Green sea turtles could be putting even the pickiest eaters to shame. Generations of them have returned to the same seagrass meadows along the coasts of northern Africa to feast for roughly 3,000 years, according to a study published July 17 in the journal PNAS.
[Related: Endangered green turtles are bouncing back in the Seychelles.]
When baby green sea turtles hatch on the beaches of the Mediterranean Sea, they clumsily make their way into the ocean. Their parents have already left the shallows for a long migration, and baby sea turtles are not able to navigate this long trip, so they float around for a few years. During this awkward stage, they are typically not picky eaters. The youthful turtles are even considered omnivores, eating worms, insects, and crustaceans along with seagrasses. At about five years-old, they trek to the same areas where their parents traveled to eat the more seagrass-exclusive diet of herbivores.

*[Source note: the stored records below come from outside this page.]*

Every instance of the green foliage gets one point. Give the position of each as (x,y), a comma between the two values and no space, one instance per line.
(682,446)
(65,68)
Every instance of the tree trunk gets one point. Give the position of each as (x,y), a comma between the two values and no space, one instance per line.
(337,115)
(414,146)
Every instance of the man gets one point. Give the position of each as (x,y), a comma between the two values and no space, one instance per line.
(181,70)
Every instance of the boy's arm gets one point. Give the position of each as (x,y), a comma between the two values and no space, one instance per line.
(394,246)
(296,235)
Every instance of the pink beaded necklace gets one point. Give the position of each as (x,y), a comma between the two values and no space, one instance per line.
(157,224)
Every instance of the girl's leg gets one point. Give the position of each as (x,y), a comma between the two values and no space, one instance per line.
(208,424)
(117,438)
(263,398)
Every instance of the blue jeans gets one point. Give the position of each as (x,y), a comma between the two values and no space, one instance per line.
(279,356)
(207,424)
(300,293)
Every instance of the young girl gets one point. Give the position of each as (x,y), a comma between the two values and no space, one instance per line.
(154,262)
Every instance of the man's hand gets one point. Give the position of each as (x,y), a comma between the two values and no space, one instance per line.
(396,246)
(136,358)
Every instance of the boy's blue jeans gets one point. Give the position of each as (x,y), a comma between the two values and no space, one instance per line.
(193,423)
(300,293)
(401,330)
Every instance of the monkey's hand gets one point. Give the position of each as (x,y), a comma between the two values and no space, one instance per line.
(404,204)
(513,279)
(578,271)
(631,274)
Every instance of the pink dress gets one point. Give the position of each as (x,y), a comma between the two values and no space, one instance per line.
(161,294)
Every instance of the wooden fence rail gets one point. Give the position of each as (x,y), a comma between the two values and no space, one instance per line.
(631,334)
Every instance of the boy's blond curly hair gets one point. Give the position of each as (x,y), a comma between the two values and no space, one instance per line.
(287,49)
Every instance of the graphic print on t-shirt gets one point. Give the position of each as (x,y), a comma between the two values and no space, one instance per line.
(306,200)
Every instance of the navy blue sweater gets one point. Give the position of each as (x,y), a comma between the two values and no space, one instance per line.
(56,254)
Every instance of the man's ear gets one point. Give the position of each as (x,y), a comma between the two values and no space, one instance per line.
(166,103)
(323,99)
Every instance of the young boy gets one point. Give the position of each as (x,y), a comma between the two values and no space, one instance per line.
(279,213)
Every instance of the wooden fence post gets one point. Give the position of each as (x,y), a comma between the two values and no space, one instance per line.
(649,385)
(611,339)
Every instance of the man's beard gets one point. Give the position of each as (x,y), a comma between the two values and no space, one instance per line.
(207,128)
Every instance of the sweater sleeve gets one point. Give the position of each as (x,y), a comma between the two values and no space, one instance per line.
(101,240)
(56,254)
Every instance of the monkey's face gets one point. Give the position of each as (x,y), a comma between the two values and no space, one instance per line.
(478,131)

While scientists have known that sea turtles migrate between specific eating and breeding locations, seeing how far back this activity stretches highlights the importance of conserving sea grass locations that are suffering the effects of climate change the same way that nesting habitats are protected.
“We currently spend a lot of effort protecting the babies, but not the place where they spend most of their time: the seagrass meadows,” study co-author and University of Groningen marine evolution and conservation PhD student Willemien de Kock said in a statement.
The study from the University of Groningen in the Netherlands combined archaeological findings with modern data. De Kock used boxes of sea turtle remains from archaeological sites in the Mediterranean Sea. By analyzing the bones, De Kock could distinguish two species within the collection: the green sea turtle and the loggerhead turtle.
From there, De Kock was also able to identify what both species had been eating and found that they relied on bone collagen in the plants. She used a mass spectrometer to inspect the bone collagen in the turtle remains and found what types of plants the sea turtles ate.
“For instance, one plant might contain more of the lighter carbon-12 than another plant, which contains more of the heavier carbon-13. Because carbon does not change when it is digested, we can detect what ratio of carbon is present in the bones and infer the diet from that,” De Kock said.
Satellite tracking data from the University of Exeter in the United Kingdom revealed the current traveling routes and destinations of sea turtles. The team from Exeter had also been taking tiny skin samples from the sea turtles, which revealed similar dietary information that was present in the ancient bone samples. De Kock could then draw conclusions by connecting the diets of turtles from thousands of years ago to specific locations. The study found that for about 3,000 years, numerous generations of green sea turtles have been feeding in the same seagrass meadows along the coasts of Egypt and West Libya.
[Related: Tiger sharks helped scientists map a vast underwater meadow in the Bahamas.]
Loggerhead turtles showed a more varied diet than the green sea turtles, so their results were less specific.
Understanding more about how a species eats over past generations can help counteract shifting baseline syndrome. This is when slow changes to a larger system, like animal populations, are unnoticed since each new generation of researchers may redefine what the natural state was based on how the environment was at the start of their careers.
“Even long-term data goes back only about 100 years. But tracing back further in time using archaeological data allows us to better see human-induced effects on the environment. And it allows us to predict, a bit,” De Kock said.
Recent models have forecasted a high risk of widespread seagrass loss right where green sea turtles have been migrating for generations. Losing these food resources could be detrimental to the green sea turtle, and future conservation efforts can include supporting seagrass planting efforts, reducing greenhouse gas emissions, and building better signs and markers so that boats do not weigh anchor in seagrass meadows.